The Rebellion of Queen Mary I
Despite her father’s reforms, she still stuck with her faith in the Catholic Church, While her father continued to marry and then kill off his wives when they did not produce him an heir. In pursuit of this, he did succeed. His third marriage with Jane Seymour gave him Edward VI. Jane died shortly after giving birth to their son.
Edward VI reigned only for a short period of six years. Before his death, he passed down the throne to his Protestant Cousin, Lady Jane Gray. Mary the first seized this opportunity and took the throne from Lady Jane Gray by executing her.
She got the throne which was rightfully hers, and to redeem all her father’s mistakes, she brought Catholic Church back to England. In 1555 she introduced a new law called heretico comburendo which punished heretics by burning them at the stake.
Her reasoning behind this was that few executions would prompt the protestant to come back to Catholic Church. But she underestimated the vigor of the protestants. They stood by their faith which ended up causing the life of more than 300 Protestants. Her Savagory of killing the Protestants gave her the nickname ‘Bloody Mary’
Queen Mary I and Her Tragic Pregnancy
The apparition of Bloody Mary in the mirror is often described as a figure covered in blood with a child in her hand. This might be due to the abortion she suffered during her marriage. As a monarch, her first priority was to sire an heir so she could secure her throne. Two months after her marriage to Philip, she announced she was pregnant, she showed all symptoms of pregnancy, but she did not deliver a baby.
Rumors of her giving birth to a lump of flesh spread across the court. Mary I, with her rebellious nature and cunning reign, passed at the age of 42 without a child. The throne was then passed to her half-sister Elizabeth who brought back the Protestantism that she tried her best to keep away.
The legend says that you’ll anger the ghost if you chant ‘I’ll Kill your Baby’ or “I stole your Baby.” The reason for this is because of the pregnancy history of Queen Mary I.
Elizabeth Báthory, the Hungarian witch
Elizabeth Bathory is a Hungarian Noblewoman who allegedly killed girls and young women. Rumors are that she tortured them by sewing their lips together, then beating them with clubs and burning them with hot irons.
She took their blood and bathed on this to retain her youthful appearance. For such a grotesque act, she deserves the name ‘Bloody Mary,’ But some say that it was nothing but a rumor spread by the King as he had owed her late husband some debts.
Mary, the unfortunate child
Back in 1800, when the high death rate was plaguing humanity due to lack of health care, the people invented a method of burying people with a hole in their coffin and strings attached to the hole with a bell at the end, in hopes that if they were buried alive by mistake, then they would ring the bell. Medical science was not well advanced in the 1800s, and burying people alive by mistake was a possibility.

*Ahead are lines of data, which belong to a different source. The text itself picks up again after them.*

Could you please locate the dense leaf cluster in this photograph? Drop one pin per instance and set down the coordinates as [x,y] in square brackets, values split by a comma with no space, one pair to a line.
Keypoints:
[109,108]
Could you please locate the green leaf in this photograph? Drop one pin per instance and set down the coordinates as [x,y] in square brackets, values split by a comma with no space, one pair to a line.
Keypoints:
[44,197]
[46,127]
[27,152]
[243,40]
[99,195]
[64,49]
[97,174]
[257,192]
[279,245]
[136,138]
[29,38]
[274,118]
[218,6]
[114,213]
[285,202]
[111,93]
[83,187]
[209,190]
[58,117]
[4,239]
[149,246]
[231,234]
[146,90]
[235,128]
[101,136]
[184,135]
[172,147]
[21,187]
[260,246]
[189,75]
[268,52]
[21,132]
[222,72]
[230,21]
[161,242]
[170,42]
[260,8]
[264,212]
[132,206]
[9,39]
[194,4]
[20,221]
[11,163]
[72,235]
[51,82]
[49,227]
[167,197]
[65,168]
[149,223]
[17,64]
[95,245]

When a little child named Mary died, she was buried in a similar manner, and her parents waited for the sound of the bell. When her parents were away, the neighbor who had animosity with her parents came and covered the coffin with mud. After a few moments after the incident, Mary woke up and rang the bell, but no one heard her.
She tried to open her coffin with her bare hand, causing her nails to bleed, and she died there in the coffin with no one to help. When her parents got back, they understood that their child was awake, but they couldn’t help. Some say this is the bloody mary in the legends. There may be a thousand stories behind the myth, but the urban legend of Bloody Mary continues to live through generations.